The good light guide

* Buying a CFL? "Avoid the cheap and nasty versions – they really are bad," advises the Lighting Association's chief executive, Keven Verdun. "And don't pay out extra for a bulb with more than about an eight-year life span. The technology will have advanced by then."

Indeed, CFLs soon may not be the only "green" lighting option. Compact halogen bulbs are providers of a rich, warm light but, at the moment, are only 10 per cent more energy-efficient than incandescent bulbs. But LEDs, or light-emitting diodes, would herald a new era in electronic lighting. LEDs are compact and strong and current designs are already 80 per cent more energy-efficient than CFLs. They can be programmed to light in different colours or sequences, embedded into walls, ceilings or furniture – as product designers such as Naoto Fukasawa and Ingo Maurer are already doing with experimental pieces.

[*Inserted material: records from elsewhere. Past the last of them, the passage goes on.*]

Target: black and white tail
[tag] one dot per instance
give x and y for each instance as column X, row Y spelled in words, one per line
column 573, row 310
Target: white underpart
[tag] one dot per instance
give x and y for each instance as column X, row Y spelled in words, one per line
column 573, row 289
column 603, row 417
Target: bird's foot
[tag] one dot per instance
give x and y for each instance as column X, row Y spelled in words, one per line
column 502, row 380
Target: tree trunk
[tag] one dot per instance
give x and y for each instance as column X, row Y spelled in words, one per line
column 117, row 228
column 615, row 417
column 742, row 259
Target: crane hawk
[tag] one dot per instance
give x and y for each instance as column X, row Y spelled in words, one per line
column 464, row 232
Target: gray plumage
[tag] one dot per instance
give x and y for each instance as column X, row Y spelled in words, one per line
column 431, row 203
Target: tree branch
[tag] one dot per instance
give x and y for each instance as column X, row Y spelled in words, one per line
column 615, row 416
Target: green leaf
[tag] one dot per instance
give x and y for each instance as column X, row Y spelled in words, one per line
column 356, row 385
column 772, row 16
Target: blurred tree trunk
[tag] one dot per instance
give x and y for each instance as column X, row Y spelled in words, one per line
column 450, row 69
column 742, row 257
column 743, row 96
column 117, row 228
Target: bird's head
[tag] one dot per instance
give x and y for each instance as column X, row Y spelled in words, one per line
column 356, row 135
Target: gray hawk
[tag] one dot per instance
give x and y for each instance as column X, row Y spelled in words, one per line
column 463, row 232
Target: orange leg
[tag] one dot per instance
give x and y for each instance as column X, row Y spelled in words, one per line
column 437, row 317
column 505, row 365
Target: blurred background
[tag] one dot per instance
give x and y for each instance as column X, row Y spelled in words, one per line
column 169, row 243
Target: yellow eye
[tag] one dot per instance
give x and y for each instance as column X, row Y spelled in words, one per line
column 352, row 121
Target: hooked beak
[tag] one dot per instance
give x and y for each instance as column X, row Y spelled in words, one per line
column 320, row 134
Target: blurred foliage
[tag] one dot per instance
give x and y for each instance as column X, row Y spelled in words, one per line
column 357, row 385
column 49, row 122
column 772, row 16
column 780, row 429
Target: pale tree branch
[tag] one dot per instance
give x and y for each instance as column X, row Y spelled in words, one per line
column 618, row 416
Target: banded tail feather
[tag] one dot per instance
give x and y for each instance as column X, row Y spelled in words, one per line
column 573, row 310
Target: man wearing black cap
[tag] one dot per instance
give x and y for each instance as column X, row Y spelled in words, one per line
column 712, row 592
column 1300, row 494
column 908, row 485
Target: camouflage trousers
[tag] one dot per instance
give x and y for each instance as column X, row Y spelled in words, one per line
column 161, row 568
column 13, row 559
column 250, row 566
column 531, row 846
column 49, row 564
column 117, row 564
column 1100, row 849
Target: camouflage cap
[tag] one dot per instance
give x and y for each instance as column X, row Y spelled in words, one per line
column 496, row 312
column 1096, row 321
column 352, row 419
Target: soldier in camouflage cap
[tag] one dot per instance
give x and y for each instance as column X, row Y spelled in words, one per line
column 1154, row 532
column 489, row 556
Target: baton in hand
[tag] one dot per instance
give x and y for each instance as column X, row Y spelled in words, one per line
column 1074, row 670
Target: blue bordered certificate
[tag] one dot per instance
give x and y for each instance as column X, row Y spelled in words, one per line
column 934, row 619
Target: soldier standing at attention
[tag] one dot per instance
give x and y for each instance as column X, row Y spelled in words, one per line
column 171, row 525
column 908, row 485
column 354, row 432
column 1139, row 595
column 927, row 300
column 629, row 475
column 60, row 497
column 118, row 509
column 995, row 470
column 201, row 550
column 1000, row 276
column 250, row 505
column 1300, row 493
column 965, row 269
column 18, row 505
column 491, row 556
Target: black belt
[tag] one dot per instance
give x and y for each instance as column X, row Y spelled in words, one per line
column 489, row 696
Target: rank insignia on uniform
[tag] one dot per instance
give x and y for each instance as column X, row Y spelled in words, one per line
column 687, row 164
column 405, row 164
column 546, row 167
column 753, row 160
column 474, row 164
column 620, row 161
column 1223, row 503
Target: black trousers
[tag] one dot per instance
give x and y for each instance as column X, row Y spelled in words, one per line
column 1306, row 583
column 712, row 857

The downside is they emit a lot of heat and are too expensive to make for a mass-market item. So far. Osram, which is working on LED technology, reckons a domestic LED light may be on the market in five years. Others have suggested an approach that focuses less on the bulbs than the way they are used: cut down usage with wider and domestic use of sensors that switch off lights when nobody is in the room.